先ほどのA-12の空軍向けの機体、SR-71の機種部分。ここのコクピットに座って記念写真が撮れるのだが、小さいお友達が沢山いたので断念…
ノースロップ・F/A-18L。実はこれ、非常に珍しい機体で、開発段階では最終的に受注したマクドネル・ダグラス社と競合していたノースロップ社が作成したモックアップ。結局ノースロップは競合で敗れた為、実機は製造されなかったので現存するのはこのモックアップのみだ。これも記念写真が撮れるようになっている。
テイラー・エアロカー3。道路での走行が可能な飛行機という位置づけらしい。プロトタイプは1949年に完成したものの、民間航空局の認可が降りたのは1956年のことだった。この機体?は1960年代に自動車事故で損傷を受けた後テイラーさんが買い取り、航空機用の143馬力・リーチング0-320エンジンに換装した。自動車から飛行機への転換はわずか15分で可能で、自動車の時には翼をガレージに収納するか牽引することができる。
ウィリアムズ・Xジェット。1970年代に開発された1人乗りVTOLジェット機で試作機のみで終わった。
ボーイングB737-201。737の第一世代の-200型。この機体は1969年に製造されピードモント航空に納入された。その後USエアウェイズに移管され1995年に引退した。
下からは降着装置の内部も見ることができる。
機内はかつてのファーストクラスのシートが設置されている。
中には入れないがコクピットも見学できる。
DG Flugzeugbau Perlan DG-505グライダー。2006年にアルゼンチンで高度50727フィートの世界記録を打ち立てたグライダー。
プラット・リード・PR-G1グライダー。1942年にアメリカ海軍向けの練習用グライダーとして製造された。戦後は民間に払い下げられ、1952年に高度44255フィートの当時の世界記録を樹立した。先ほどのDG-505に記録を抜かれるまで50年以上世界記録を維持していた。

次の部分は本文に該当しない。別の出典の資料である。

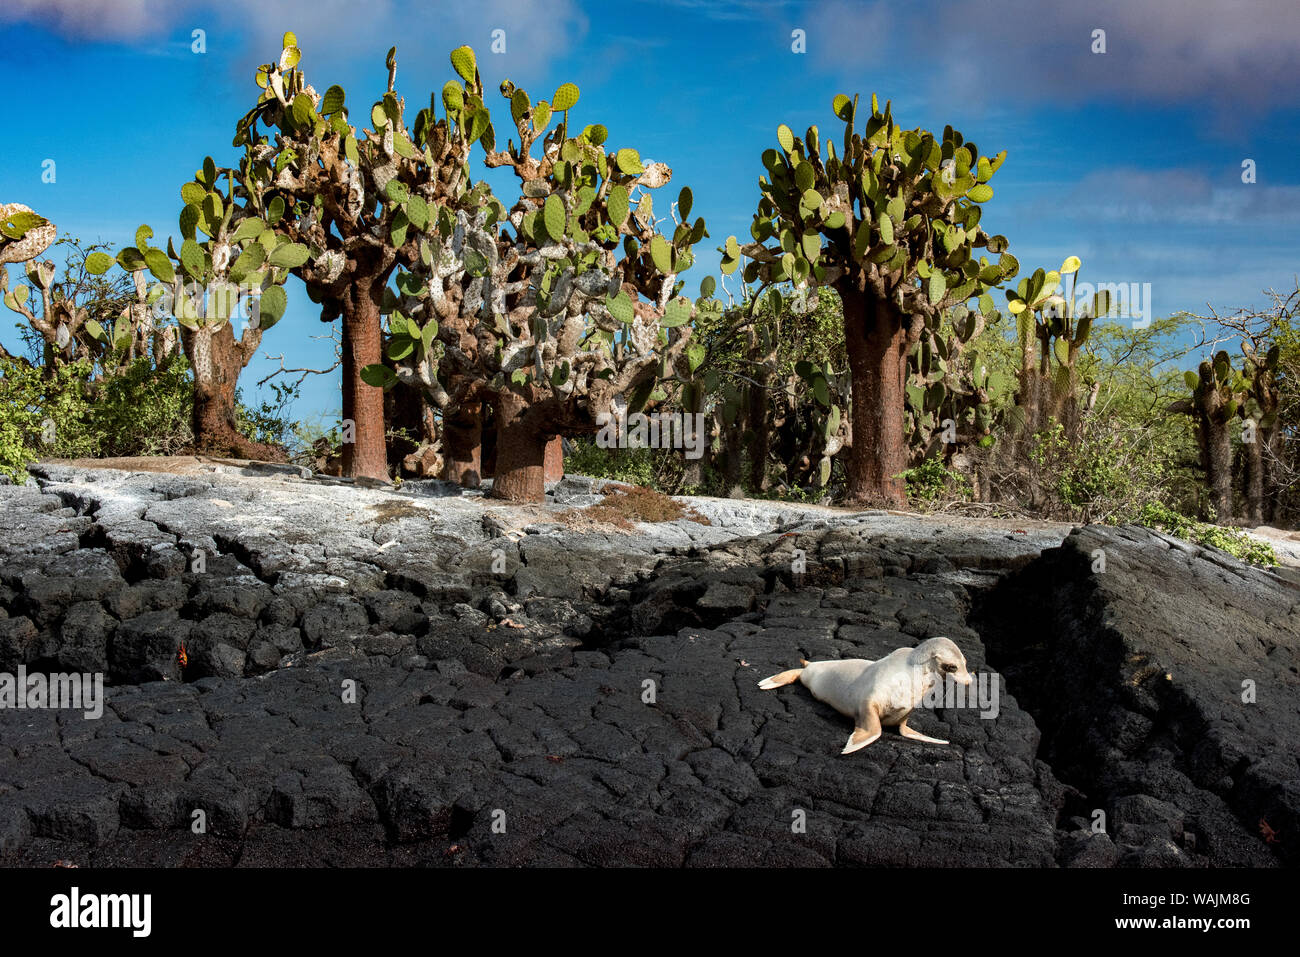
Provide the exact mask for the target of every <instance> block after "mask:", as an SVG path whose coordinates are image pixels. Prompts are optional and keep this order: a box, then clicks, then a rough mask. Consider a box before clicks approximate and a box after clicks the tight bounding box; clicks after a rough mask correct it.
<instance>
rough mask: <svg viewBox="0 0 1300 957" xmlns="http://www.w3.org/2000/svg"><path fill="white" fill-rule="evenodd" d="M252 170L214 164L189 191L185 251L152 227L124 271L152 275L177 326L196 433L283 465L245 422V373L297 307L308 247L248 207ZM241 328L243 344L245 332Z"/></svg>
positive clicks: (186, 212) (185, 205) (208, 440)
mask: <svg viewBox="0 0 1300 957" xmlns="http://www.w3.org/2000/svg"><path fill="white" fill-rule="evenodd" d="M242 176H243V173H242V170H240V169H231V168H218V166H217V165H216V163H214V161H213V160H212V157H211V156H209V157H205V159H204V161H203V166H201V168H200V169H199V170H196V172H195V174H194V179H191V181H190V182H187V183H185V185H183V186H181V200H182V203H183V205H182V208H181V216H179V230H181V247H179V250H178V248H177V247H175V243H174V242H173V241H172V239H170V238H169V239H168V244H166V250H165V251H164V250H161V248H156V247H151V246H149V244H148V239H149V238H151V237H152V230H149V229H148V226H142V228H140V229H139V230H138V231H136V234H135V246H131V247H127V248H125V250H122V251H121V252H120V254H118V263H120V264H122V267H123V268H134V269H136V270H139V269H148V272H149V273H152V276H153V278H155V280H156V281H157V283H159V285H156V286H155V289H156V290H159V293H160V294H162V302H161V303H160V304H159V307H157V308H155V309H152V311H153V312H156V313H157V315H161V316H169V317H172V319H174V320H175V324H177V325H175V328H177V329H179V334H181V345H182V347H183V348H185V355H186V359H188V361H190V369H191V372H192V374H194V436H195V445H196V447H198V449H199V450H201V451H204V452H208V454H213V455H234V456H238V458H247V459H259V460H266V462H279V460H283V458H285V451H283V450H282V449H279V447H277V446H274V445H269V443H265V442H255V441H252V439H250V438H248V437H246V436H244V434H242V433H240V432H239V429H238V428H237V424H235V389H237V386H238V382H239V373H240V372H242V371H243V369H244V367H247V365H248V363H250V361H252V359H253V356H255V355H256V354H257V348H259V347H260V345H261V337H263V334H264V333H265V332H266V330H269V329H270V328H272V326H273V325H274V324H276V322H278V321H279V320H281V319H282V317H283V315H285V308H286V304H287V295H286V293H285V282H286V281H287V278H289V274H290V270H291V269H292V268H294V267H295V265H298V264H302V263H303V261H305V259H307V256H308V250H307V247H305V246H303V244H300V243H295V242H294V241H292V239H291V238H290V237H287V235H285V234H283V233H281V231H278V230H277V229H276V228H274V225H273V218H274V217H273V216H272V215H270V211H268V212H266V213H265V215H264V213H263V211H260V209H257V208H256V207H255V205H253V204H252V203H250V202H247V194H246V192H244V189H243V181H242ZM237 324H238V325H239V332H238V337H237V334H235V325H237Z"/></svg>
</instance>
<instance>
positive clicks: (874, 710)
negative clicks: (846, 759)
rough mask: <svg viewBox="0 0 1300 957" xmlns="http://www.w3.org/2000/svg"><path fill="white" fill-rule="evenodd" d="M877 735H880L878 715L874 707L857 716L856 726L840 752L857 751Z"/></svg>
mask: <svg viewBox="0 0 1300 957" xmlns="http://www.w3.org/2000/svg"><path fill="white" fill-rule="evenodd" d="M878 737H880V715H878V714H876V713H875V709H871V710H868V711H867V713H866V714H865V715H862V716H861V718H858V727H855V728H854V729H853V733H852V735H849V742H848V744H846V745H844V750H842V752H840V754H853V752H859V750H862V749H863V748H866V746H867V745H868V744H871V742H872V741H875V740H876V739H878Z"/></svg>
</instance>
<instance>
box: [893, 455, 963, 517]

管制塔を模した展望台もあり、隣の軍の敷地等も良く見えた。
サターンV・F-1ロケット。ロケットダイン社がアポロ計画の為に開発した、未だに人類最強のエンジン。
アポロ17号の月面着陸船のモックアップ。
ノースアメリカン・アポロ指令船・007A。元々でノースアメリカン社で007号の名称だったが、途中でロックウェル社と合併してノースアメリカン・ロックウェル社の007Aになった。この機体は1968年にメキシコ湾で衝突・浮上試験に使用された実験機。1971年にもスカイ・ラブ計画の極寒試験にも使用され、1988年に修復されこの博物館に収蔵された。
アポロ16号の非常用ハッチ。
ボーイング・月面車LRV(Lunar Roving Vehicle)・技術検証用モックアップ。アポロ15, 16, 17号のミッションで使用するために1969年に作成された技術検証用のモックアップ。
ヴァイキング3・ランダー・フライトカプセル。1975年に打ち上げられた火星探査計画・ヴァイキング計画の地上探査機。実際に火星に行ったのは1と2で、この3は地上テスト用に用いられた。
その他宇宙関係の展示。
レスキュー500カプセル。1992年に旧ソ連のプレセック宇宙基地からソユーズで打ち上げられた。コロンブスのアメリカ大陸発見500年記念事業の一環として打ち上げられ、打ち上げの一週間後にワシントン州の太平洋沖合いから回収された。
SK-1宇宙服。世界初の有人宇宙飛行を行ったボストーク1号でガガーリンが着用した宇宙服。
これもあちこちの博物館でお馴染みのスプートニク1。世界初の人工衛星でこれも当然複製なのだが、博物館の解説には「旧ソ連で作られた技術的複製」と書かれていた。どういう経緯かは分からないが、少なくともアメリカの博物館が適当に作った複製ではないらしい。
EECOM。アポロ計画の時に使用された地上側の指令装置。